In Europe, the current real estate decline is not causing a financial crisis at the moment.

Same cause, same effect: the very rapid increase in interest rates by the European Central Bank (ECB), from -0.5% to 4% in just over a year, is causing a chill in all European real estate markets, both residential and commercial. Sales in Île-de-France dropped by 25% in the second quarter, building permits in Germany fell by 26% in May compared to 2022… In the first quarter, thirteen out of fourteen European countries covered by Eurostat recorded a decline in real estate transactions.
On Thursday, September 14th, Christine Lagarde, the president of the European Central Bank, almost apologized for this effect, which is a direct consequence of the rate hike she led. “The real estate sector, whether commercial or residential, (…) is strongly reacting to the current circumstances. (…) We are aware of this,” she acknowledges. However, she continues, her mandate as a central banker is to bring inflation back to 2% (which is currently at 5.3% in the eurozone), not to support specific sectors of the economy.
At the moment, no country is truly experiencing a real estate crash. After years of impressive growth, it is rather a correction, more or less serious: -6% expected in the Netherlands in 2023, -6.8% in Germany in the first quarter compared to the previous year, -0.8% in France in the second quarter compared to the first quarter…
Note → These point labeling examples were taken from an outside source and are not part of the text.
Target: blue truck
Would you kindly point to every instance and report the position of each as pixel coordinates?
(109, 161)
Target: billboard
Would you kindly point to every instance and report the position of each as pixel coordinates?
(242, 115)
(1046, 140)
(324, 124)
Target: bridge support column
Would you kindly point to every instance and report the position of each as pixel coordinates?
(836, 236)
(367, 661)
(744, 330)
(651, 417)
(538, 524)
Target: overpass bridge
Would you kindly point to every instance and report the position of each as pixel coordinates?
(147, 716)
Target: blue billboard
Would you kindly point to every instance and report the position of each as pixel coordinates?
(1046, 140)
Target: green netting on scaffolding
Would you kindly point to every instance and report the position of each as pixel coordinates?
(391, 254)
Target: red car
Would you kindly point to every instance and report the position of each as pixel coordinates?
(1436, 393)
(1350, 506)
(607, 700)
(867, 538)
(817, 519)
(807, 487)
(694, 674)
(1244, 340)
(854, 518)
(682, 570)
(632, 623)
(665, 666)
Les « banques de l’ombre »
Beyond the financial impact on households, the question for the ECB is whether the price drop can have a contagion effect on the entire financial system. In 2008, the banking panic came from the US real estate market. Fifteen years later, the situation is completely different, according to Luis de Guindos, the Vice President of the ECB, because the numerous banking regulations that have been put in place have greatly strengthened the solidity of financial institutions. Nevertheless, as the person in charge of financial stability issues, he closely monitors the subject. “Commercial real estate had already started to decline even before monetary tightening, due to Covid and the development of teleworking,” he recalls.
However, a significant portion of commercial real estate financing no longer goes through banks, which are restricted by new regulations, but through investment funds, known as “shadow banks”. “There are real estate mutual funds that are highly exposed to this sector, and we must closely monitor them,” adds Mr. de Guindos.